Monday, January 09, 2017
I disagree with the President-elect that Ms. Streep is an overrated actress. She is a very accomplished actress and it's rare someone like her is still getting roles at her advanced age (4 years older than I). Hollywood generally abandons lead women actors after a certain age, like 35. But lately in her career, like since The Hours in 2002, 15 years ago, her movies haven't been that good and they certainly haven't made any appreciable money for the studio/producers.
Generally a movie gets back 55% of the box office. There are sales of DVDs and money for showing a movie on TV; so there is a stream of income even after the movie leaves the theaters. But the budget of the movie generally doesn't include the money spent on advertising the movie. So you really have to double the budget in box office revenue in order to start making a dime. How's that been going?
I didn't research all her movies, just the ones it was possible I would see. Movies like Into the Woods had no chance and are not on the list.
Movie Popularity(Rotten Tomatoes) Budget Total Box Office (Box Office Mojo)
Ricki & the Flash 43% $18 Mil $ 26,822,000
August, Osage County 65% $37 Mil $ 37,778,000
Lions For Lambs 47% (27% critics) $35 Mil $ 15,002,000
Rendition 62% (47% critics) $27.5 Mil $ 9,736,000
A Prairie Home Companion 59% $10 Mil $ 20,342,000
The Hours 84% $25 Mil $ 41,675,000
So probably not the smartest career move to tell the huge number of people in America who love football (as I do) and MMA (which I don't) that you think their choice of entertainment sucks. I'm willing to bet the producer/studio executives who were thinking about using her in a movie yet to be made are not that happy with her spoken from the bubble political musings.
But how brave of her to voice her problems with soon to be President Trump! How unpopular her speech must have been with the other Hollywood types and the audience.*
*sarcasm (in case you're too literal)
A prime example is the accusation that Trump mocked a disabled reporter. Streep alluded to it as though it were proven fact and irrefutable, and used it to impugne Trump's character. She said:
"There was one performance this year that stunned me. It sank its hooks in my heart. Not because it was good. There was nothing good about it. But it was effective and it did its job. It made its intended audience laugh and show their teeth. It was that moment when the person asking to sit in the most respected seat in our country imitated a disabled reporter, someone he outranked in privilege, power, and the capacity to fight back. It kind of broke my heart when I saw it. I still can't get it out of my head because it wasn't in a movie. It was real life.
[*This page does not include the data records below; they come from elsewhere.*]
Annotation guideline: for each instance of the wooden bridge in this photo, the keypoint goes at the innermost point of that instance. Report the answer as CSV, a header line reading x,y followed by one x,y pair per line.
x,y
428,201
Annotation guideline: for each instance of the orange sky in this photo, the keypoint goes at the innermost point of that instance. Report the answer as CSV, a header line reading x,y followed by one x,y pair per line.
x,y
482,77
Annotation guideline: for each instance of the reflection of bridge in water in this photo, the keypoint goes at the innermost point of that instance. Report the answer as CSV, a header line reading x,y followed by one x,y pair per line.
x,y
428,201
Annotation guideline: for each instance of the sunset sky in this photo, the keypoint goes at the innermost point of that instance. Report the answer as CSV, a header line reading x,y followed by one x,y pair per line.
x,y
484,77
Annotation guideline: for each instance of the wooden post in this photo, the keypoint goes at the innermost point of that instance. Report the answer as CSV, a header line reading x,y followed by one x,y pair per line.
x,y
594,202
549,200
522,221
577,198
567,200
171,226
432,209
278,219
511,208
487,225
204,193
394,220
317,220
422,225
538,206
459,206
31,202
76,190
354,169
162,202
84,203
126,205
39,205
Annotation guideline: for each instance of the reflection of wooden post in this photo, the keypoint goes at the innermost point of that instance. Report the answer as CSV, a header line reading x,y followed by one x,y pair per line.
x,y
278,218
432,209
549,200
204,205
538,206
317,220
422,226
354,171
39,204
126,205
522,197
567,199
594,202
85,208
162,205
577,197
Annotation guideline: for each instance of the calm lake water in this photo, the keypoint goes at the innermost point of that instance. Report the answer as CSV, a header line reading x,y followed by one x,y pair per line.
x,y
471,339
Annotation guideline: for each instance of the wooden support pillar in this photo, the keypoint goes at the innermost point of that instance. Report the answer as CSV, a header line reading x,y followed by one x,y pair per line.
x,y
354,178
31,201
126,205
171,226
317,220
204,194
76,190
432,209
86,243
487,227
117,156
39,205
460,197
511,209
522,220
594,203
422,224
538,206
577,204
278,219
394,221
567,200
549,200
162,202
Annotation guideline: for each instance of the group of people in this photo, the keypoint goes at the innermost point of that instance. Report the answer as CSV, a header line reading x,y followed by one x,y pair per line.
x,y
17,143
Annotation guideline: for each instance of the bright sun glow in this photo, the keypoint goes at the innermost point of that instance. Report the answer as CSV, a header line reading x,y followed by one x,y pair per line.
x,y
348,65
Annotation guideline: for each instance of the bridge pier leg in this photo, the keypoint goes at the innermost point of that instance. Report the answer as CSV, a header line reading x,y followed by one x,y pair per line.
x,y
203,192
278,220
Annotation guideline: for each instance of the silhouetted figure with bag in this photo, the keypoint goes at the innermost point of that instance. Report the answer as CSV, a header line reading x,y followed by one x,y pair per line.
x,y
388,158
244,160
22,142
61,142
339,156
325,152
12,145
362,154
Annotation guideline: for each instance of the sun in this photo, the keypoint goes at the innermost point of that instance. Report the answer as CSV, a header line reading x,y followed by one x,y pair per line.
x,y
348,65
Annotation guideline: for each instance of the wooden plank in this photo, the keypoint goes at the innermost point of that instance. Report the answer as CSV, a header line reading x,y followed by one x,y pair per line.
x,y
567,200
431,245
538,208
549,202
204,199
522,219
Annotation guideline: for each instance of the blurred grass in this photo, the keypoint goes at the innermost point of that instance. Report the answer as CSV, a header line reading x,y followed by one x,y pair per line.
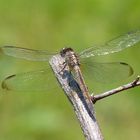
x,y
52,25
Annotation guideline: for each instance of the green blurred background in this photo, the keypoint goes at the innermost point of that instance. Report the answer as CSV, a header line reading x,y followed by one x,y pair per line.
x,y
52,25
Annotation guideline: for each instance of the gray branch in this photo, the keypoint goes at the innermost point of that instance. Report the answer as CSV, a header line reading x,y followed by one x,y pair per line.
x,y
133,84
84,110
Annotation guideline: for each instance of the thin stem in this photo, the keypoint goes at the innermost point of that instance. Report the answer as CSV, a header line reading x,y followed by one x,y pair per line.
x,y
133,84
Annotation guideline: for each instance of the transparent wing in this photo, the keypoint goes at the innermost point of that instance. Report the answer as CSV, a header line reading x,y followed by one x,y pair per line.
x,y
42,80
106,72
28,54
115,45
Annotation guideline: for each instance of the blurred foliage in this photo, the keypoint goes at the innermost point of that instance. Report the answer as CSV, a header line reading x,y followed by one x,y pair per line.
x,y
52,25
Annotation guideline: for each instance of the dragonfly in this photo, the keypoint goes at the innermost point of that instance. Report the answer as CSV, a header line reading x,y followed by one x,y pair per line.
x,y
41,79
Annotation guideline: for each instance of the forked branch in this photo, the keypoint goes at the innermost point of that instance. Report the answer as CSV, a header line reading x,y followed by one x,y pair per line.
x,y
133,84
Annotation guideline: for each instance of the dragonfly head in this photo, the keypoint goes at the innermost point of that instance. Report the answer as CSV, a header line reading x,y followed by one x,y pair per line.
x,y
65,50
"And this instinct to humiliate, when it's modeled by someone in the public platform, by someone powerful, it filters down into everybody's life, because it kind of gives permission for other people to do the same thing. Disrespect invites disrespect. Violence incites violence. When the powerful use their position to bully others, we all lose."
On the contrary, there is adequate evidence that Trump did no such thing. See here: https://youtu.be/ueCdV_wCVrc
That's why the middle ground of politics has virtually disappeared. Unless and until the parties (and individuals) can agree on basic common terms, and facts, and understandings, without deliberate misstatements and, yes, lies, there can be no discussion.